Esa fue la clara señal de que él también se había dado cuenta de que era un poquito más feliz hasta las 9 y cinco, de que se había fijado en esa chica porque era como ver un trocito de rojo entre tanto gris, de que ella era como un soplo de aire fresco ante tanto perfume recargado, tanto liguero bajo los pantalones. De que ella estaba viva, viva, y que le encantaba fijarse en su felicidad, le gustaba ver cómo iba todavía con el pelo humedo a medio peinar. Le encantaba ver que siempre iba con ochenta bolsas colgadas en ambos brazos. De que a ella no le importaba aparentar nada que no era. Le encantaba darse cuenta de que seguramente era la persona más feliz del edificio, aun ganando mucho menos que las que se supone que lo eran. Y todo porque, aunque ella no quisiera darse cuenta, él ya se había fijado mucho antes en ella.
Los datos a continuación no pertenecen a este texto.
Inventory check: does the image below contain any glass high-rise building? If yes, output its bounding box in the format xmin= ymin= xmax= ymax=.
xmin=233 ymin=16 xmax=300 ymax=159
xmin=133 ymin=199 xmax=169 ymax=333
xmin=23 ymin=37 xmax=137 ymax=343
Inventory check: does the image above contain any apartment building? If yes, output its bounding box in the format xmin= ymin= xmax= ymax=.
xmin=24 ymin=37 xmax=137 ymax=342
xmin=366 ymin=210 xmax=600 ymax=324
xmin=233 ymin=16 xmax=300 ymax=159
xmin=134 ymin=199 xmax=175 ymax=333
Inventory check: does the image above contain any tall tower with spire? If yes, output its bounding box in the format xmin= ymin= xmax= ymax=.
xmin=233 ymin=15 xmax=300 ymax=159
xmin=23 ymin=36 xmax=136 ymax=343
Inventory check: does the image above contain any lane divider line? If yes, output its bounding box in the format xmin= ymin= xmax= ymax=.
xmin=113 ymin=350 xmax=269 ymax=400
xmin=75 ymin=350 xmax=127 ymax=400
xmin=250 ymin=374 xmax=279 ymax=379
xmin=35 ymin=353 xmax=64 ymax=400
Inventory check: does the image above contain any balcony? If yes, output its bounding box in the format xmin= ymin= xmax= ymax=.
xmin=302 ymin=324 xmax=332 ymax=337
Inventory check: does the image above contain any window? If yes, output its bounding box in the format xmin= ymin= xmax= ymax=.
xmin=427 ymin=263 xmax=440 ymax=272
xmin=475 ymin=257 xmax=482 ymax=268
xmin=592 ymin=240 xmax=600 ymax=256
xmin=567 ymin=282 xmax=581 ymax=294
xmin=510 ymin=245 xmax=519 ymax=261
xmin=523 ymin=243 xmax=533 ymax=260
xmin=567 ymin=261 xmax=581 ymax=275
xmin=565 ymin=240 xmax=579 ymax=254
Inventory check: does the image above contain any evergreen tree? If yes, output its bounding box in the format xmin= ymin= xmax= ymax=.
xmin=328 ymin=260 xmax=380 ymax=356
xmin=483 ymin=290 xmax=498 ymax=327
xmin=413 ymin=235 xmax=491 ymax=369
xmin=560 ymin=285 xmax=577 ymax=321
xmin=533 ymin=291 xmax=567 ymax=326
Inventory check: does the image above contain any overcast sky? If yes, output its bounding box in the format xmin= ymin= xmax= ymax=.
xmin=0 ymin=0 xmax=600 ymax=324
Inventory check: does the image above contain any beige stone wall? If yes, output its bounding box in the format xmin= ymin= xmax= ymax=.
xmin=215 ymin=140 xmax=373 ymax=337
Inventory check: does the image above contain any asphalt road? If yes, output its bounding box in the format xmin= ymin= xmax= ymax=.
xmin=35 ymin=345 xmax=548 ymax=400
Fue bastante antes del episodio del móvil. Fue el día que vio por primera vez en ese edificio a alguien con legañas en los ojos y cara de cansada, pero feliz. Y no supo cómo, pero se dio cuenta de que quería subir con esa chica en el ascensor hasta que sus días en esa torre acristalada acabaran. Y que también tenía inseguridades. Que él, que tenía a la barbi que quisiera, no se atrevía ni tan siquiera a hablar con esa chica por miedo a que ella pensara que era un gris como todos los que se subían ese ascensor. A que ella le dijera que está bien que tengan vidas separadas, él con sus barbies, ella aspirando solo a verle unos pocos minutos al día. Y así subieron peldaños en esa extraña relación, cogiendo ellos dos solos el ascensor hasta que se fueron de vacaciones y él no dejo de pensar ni un solo día en la chica del ascensor, ni ella en él. Y que a ambos les recorriera un calorcillo sumamente agradable cuando se acordaban uno del otro. Y que cuando llegó septiembre hicieron lo mismo, esperar dos, tres ascensores para subir solos. Y que, cuando un día ella no pudo más y tras él haberle rozado la mano con el dedo meñique el día anterior, le dijera, "chico, que esto no es un anuncio de colonias", él no pudiera resistirlo más, se pasara del piso 23, del 33 y del 43 y se quedara mirandola y rozara su cara para decirle. Sabía que ibas a ser maravillosa.